75時間

 はなやかな装丁の、やさしい心理学とか脳科学の本のことを、実は嫌いではない。まんがや挿絵などがついていると、するする頭に入ってきてさらによい。わたしの職業を知るひとには、怪しからんと怒られるか、あきれられるか、もしかしたら専門性を見限られるのかもしれないが、ストレスなく読めて害にならないものはリハビリにもちょうどよい。


 最近読んだそちら方面の本に、おとなの勉強術の話が書かれていた。中年以降の勉強は、若いときのように記憶力に頼ろうとはせず、少しずつでも毎日その学びに触れ、まずは親しみ、思考、情動、運動など多くのセクションを連動させて理解することにつとめ、1回の時間は短くてもいいので頻度を増やすことで、若いとき以上の、熟れた学習が可能だという。老年期も新たなことは習得可能で、総計でおおよそ75時間そのことをすると、脳に新しい回路がひらかれるのだそうだ。
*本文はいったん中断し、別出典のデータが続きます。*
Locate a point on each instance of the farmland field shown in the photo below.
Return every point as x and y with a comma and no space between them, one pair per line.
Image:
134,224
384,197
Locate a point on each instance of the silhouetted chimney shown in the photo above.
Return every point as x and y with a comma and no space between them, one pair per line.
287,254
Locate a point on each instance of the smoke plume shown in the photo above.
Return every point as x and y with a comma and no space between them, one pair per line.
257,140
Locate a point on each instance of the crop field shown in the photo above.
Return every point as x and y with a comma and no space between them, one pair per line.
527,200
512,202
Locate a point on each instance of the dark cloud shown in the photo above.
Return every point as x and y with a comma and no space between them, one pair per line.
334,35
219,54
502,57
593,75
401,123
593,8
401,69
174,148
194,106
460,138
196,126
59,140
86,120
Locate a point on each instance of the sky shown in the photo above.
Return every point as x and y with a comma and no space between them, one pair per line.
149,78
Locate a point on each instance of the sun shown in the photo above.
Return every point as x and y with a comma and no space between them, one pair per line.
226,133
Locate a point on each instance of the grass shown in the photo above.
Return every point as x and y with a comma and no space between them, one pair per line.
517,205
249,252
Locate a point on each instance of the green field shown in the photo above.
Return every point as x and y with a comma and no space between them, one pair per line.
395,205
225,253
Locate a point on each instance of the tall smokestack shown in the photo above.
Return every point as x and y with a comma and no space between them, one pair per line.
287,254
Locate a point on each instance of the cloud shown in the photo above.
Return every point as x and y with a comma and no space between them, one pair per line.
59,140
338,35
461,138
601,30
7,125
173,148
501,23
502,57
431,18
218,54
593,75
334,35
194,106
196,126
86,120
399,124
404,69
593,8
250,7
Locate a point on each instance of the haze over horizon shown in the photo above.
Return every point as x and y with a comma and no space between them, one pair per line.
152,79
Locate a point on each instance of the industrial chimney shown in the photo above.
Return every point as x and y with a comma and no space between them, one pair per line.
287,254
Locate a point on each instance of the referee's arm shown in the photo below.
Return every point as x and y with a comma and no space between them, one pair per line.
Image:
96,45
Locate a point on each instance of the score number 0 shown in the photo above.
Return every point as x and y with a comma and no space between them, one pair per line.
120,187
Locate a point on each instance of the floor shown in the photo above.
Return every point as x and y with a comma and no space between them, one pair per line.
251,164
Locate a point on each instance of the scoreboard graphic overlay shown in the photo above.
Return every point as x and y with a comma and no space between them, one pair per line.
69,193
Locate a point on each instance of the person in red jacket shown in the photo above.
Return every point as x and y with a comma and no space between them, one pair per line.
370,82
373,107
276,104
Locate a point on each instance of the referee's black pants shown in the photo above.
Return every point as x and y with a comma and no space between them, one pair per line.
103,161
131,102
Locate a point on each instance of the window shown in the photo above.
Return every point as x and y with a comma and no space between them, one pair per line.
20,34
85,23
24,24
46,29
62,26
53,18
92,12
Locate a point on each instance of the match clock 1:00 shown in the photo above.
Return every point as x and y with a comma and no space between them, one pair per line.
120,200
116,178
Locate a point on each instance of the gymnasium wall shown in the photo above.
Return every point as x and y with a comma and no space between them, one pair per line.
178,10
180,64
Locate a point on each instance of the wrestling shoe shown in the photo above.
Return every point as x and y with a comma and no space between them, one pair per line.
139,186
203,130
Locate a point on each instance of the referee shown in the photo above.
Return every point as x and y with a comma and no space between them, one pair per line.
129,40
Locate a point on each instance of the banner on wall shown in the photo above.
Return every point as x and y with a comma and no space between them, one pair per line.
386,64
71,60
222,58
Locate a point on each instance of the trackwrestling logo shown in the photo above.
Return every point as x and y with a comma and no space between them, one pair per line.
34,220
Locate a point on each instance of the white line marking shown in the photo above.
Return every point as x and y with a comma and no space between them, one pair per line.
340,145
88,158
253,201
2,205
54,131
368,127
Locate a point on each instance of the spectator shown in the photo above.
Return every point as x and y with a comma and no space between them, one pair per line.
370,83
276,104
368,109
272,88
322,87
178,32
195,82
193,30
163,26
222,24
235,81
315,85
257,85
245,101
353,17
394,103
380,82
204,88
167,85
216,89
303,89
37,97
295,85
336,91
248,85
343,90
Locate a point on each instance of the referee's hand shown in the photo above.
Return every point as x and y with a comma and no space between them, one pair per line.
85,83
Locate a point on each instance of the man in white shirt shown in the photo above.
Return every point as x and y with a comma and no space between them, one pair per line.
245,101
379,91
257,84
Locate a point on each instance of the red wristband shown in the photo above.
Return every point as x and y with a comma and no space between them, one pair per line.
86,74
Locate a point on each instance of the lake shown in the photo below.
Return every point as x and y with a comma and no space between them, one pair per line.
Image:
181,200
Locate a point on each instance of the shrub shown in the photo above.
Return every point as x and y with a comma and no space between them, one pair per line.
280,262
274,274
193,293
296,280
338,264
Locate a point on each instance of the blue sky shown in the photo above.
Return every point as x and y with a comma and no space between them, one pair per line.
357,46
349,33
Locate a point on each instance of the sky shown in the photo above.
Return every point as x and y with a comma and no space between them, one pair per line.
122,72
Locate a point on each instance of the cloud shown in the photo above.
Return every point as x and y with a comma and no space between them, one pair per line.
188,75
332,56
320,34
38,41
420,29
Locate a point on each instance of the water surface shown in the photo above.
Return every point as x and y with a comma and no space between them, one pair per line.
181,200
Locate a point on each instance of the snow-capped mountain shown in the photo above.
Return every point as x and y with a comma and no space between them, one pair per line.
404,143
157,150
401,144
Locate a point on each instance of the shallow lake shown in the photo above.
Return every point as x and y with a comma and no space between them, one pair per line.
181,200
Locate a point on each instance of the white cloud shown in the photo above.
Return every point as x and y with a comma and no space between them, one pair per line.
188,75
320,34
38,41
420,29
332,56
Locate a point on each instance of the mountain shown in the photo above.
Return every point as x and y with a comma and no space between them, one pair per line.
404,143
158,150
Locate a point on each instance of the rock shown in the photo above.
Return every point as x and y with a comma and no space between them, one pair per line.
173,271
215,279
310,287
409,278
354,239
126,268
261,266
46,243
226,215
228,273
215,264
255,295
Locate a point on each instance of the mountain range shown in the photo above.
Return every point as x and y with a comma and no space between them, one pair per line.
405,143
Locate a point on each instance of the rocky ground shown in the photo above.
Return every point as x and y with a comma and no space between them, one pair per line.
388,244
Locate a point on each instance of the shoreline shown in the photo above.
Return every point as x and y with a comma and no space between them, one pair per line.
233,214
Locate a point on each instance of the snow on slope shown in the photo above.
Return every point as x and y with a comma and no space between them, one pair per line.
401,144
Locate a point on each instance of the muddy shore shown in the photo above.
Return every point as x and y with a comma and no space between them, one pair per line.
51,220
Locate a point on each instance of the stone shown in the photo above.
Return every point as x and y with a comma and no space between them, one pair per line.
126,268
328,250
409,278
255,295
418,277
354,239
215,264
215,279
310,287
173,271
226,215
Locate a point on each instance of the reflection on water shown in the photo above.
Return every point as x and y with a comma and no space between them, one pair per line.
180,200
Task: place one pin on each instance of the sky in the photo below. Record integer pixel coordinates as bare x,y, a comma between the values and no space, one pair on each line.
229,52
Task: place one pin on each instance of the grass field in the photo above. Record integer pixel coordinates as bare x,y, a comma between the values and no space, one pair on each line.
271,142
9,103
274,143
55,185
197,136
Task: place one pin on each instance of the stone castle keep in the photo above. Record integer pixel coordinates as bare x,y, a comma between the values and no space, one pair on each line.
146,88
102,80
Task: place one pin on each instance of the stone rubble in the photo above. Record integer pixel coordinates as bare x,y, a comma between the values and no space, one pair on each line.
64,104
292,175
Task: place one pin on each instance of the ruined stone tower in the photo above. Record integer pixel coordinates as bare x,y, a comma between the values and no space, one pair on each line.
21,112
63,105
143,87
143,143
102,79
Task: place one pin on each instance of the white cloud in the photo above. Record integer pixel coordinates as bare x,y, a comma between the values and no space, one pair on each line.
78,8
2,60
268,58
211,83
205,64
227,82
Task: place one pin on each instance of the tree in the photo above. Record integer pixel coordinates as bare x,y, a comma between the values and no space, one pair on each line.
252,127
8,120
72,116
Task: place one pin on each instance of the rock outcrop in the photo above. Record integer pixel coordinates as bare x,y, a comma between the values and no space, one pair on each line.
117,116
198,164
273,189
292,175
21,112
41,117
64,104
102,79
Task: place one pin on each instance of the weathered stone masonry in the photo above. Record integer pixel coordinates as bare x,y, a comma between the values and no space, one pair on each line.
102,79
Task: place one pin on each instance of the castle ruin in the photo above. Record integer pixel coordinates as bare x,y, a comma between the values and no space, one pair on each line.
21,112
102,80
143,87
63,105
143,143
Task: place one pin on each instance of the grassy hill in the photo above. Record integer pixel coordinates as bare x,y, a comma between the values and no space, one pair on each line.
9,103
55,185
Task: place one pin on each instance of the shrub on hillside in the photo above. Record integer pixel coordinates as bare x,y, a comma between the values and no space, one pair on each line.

 75時間。一日1時間とすれば、2ヶ月半。週休日に3時間とれれば、2ヶ月弱。

 確かにこれだけの時間を文章を書くことに再び費やしたなら、何もしないよりは何かは変わりそうだとは思う。まあ、このようにすぐ影響されるわたしもちょろいというか素朴にすぎるが、手を動かすためのモチベーションになるならば、たとえホラであってもかまわない。


 よって、今日もここにポチポチと文字を打つことにする。熱しやすく冷めやすいヘタレなので、続ける宣言はしない。総計75時間文字を打った後、何かが変わったと感じられたらいい。